Indeed, Murthy writes, “The toll on our health workers is alarming. Thousands of them have died from Covid. More than half of health workers report symptoms of burnout, and many are contending with insomnia, depression, anxiety, post-traumatic stress disorder, or other mental health challenges. An intensive care nurse in Miami told me, ‘There was a point when I could no longer contain the heartbreak of everyone I lost.’ He stopped counting after his 135th patient died from Covid in the pandemic’s first year. Caring for patients has always been emotionally and physically demanding, but as one Missouri physician told me, ‘There is only so much we can give. We are people, too.’”
Murthy notes that, “On May 23, 2022, I issued a Surgeon General’s Advisory on health worker burnout and well-being, declaring this crisis a national priority and calling the nation to action with specific directives for health systems, insurers, government, training institutions, and other stakeholders. The advisory is also intended to broaden awareness of the threat that health worker burnout poses to the nation’s health. Public awareness and support will be essential to ensuring sustained action.”
And, he writes, “Addressing health worker well-being requires first valuing and protecting health workers. That means ensuring that they receive a living wage, access to health insurance, and adequate sick leave. It also means health workers should never again go without adequate personal protective equipment (PPE) as they have during the pandemic. Current Biden administration efforts to enhance domestic manufacturing of PPE and maintain adequate supplies in the Strategic National Stockpile will continue to be essential. Furthermore, we need strict workplace policies to protect staff from violence: according to National Nurses United, 8 in 10 health workers report having been subjected to physical or verbal abuse during the pandemic.”

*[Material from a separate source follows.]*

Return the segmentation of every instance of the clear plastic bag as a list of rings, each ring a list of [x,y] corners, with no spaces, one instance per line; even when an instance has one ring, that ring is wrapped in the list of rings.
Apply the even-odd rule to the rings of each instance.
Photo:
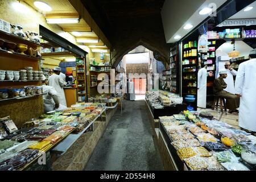
[[[217,159],[220,163],[238,163],[240,159],[240,158],[236,156],[230,149],[222,152],[215,152],[213,155],[217,157]]]
[[[228,171],[250,171],[248,168],[241,163],[235,162],[226,162],[221,163]]]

What might the solutions be? Murthy offers several suggestions. Beginning with the paragraph above, and including that “[W]e must reduce administrative burdens that stand between health workers and their patients and communities”; “we need to increase access to mental health care for health workers”; “we can strengthen public investments in the workforce and public health,” including “expanding public funding to train more clinicians and public health workers”; and, that “we need to build a culture that supports well-being.” As he writes, “It’s time to break the traditional silence surrounding the suffering of health workers. As gratifying as our work is, it can also be profoundly isolating, especially when we feel we can’t let our colleagues know if we’re not OK — a feeling that millions of health workers, including me, have had during our careers. Culture change must start in our training institutions, where the seeds of well-being can be planted early. It also requires leadership by example in health systems and departments of public health. Licensing bodies must adopt an approach to burnout that doesn’t punish health workers for reporting mental health concerns or seeking help and that protects their privacy. Finally, many health workers still face undue bias and discrimination based on their race, gender, or disability. Building a culture of inclusion, equity, and respect is critical for workforce morale.”
Murthy concludes his op-ed by stating that, “As a nation, we cannot allow ourselves to fail health workers and the communities they serve. We must build on these steps, boldly taking on entrenched interests, bureaucratic inertia, and the status quo. Health workers throughout the country have told me they are reaching their breaking point — that ‘something has to change.’ They are right. May our country never forget our moral obligation to care for those who have sacrificed so greatly to care for us.”